The film of course celebrates the Omega Speedmaster Professional, the only piece of equipment used in all of NASA’s piloted space missions, from Gemini to the International Space Station programme. When Buzz Aldrin stepped on the moon in 1969, he was wearing a Speedmaster Professional.
It was Buzz who wore the first watch on the moon
Buzz Aldrin was actually the first person to wear an Omega Speedmaster on the moon. Neil Armstrong, the first person to step on the moon, had left his Omega aboard the Lunar Module as a mechanical backup for one of the spaceship’s electronic timekeeping systems that had malfunctioned.
Approved by NASA
Omega was chosen by NASA after a gruelling series of tests. In the early 1960s, the Omega had already been in space, worn by Wally Schirra on his Mercury flight in October 1962, and NASA were considering a watch for use in the upcoming missions. Two NASA officials bought a series of chronograph watches anonymously in a few Houston jewellery stores and started testing them. The two Speedmasters (retail price $82.50 each at that time) and two of each of the other brands selected – Elgin, Benrus, Hamilton, Mido, Piccard, Omega, Bulova, Rolex, Longines-Wittnauer and Gruen – were subjected to a first round of tests based on timekeeping accuracy, interval timing accuracy and durability under normal conditions. The three that survived to the final test phase were Longines-Wittnauer, Omega and Rolex. These watches underwent a second series of tests, The only chronograph to survive was the Omega Speedmaster, and in 1965 NASA decided that Omega would be the only watch brand approved for manned space flights. They didn’t tell Omega: the brand only learned that the Speedmaster had been used in space after seeing a photo of Ed White wearing the watch during his first spacewalk, part of the Gemini 4 mission in June 1965.

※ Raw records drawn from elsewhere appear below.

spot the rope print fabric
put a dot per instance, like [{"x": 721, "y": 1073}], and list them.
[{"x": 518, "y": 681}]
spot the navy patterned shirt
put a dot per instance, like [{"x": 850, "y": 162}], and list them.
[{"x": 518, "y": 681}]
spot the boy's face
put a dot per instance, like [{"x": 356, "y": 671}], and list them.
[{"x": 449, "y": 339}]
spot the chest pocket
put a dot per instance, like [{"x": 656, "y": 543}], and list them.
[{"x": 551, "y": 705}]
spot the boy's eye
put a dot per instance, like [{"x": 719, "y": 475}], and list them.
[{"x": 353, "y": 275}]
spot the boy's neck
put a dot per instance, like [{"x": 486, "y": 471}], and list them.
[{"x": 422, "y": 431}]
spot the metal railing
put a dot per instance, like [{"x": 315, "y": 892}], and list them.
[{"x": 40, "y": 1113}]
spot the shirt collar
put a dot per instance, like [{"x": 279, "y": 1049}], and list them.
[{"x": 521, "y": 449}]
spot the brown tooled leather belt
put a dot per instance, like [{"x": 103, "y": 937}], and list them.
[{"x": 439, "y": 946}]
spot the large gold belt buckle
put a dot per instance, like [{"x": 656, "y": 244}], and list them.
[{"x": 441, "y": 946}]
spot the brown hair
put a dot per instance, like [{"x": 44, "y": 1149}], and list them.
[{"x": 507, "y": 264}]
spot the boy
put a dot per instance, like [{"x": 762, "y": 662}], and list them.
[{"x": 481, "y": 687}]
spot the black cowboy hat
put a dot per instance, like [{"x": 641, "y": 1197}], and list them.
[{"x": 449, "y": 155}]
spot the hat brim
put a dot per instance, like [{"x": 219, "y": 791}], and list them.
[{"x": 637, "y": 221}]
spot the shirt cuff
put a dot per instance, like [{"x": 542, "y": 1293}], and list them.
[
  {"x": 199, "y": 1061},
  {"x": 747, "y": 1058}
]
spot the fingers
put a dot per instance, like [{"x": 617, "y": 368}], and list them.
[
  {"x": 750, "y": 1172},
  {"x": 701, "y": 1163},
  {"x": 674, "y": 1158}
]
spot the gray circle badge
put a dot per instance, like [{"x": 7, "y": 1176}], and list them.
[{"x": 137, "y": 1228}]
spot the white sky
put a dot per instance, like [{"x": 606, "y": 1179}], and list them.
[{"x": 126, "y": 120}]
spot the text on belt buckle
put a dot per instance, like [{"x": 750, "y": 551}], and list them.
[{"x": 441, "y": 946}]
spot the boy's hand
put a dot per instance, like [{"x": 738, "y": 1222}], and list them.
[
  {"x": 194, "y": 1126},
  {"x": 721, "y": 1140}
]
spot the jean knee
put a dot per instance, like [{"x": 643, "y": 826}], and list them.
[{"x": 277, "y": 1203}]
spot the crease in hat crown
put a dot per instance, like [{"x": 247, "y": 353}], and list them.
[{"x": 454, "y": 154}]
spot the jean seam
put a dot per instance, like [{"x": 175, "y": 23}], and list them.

Presumably this film marks a new peace between Aldrin and Omega. In his book Magnificent Desolation: The Long Journey Home from the Moon, Buzz describes the long-running dispute regarding pictures of him wearing a Speedmaster on the moon, used by Omega in their advertising for years without informing him or NASA, and without any sort of payment. I guess that this has now been sorted.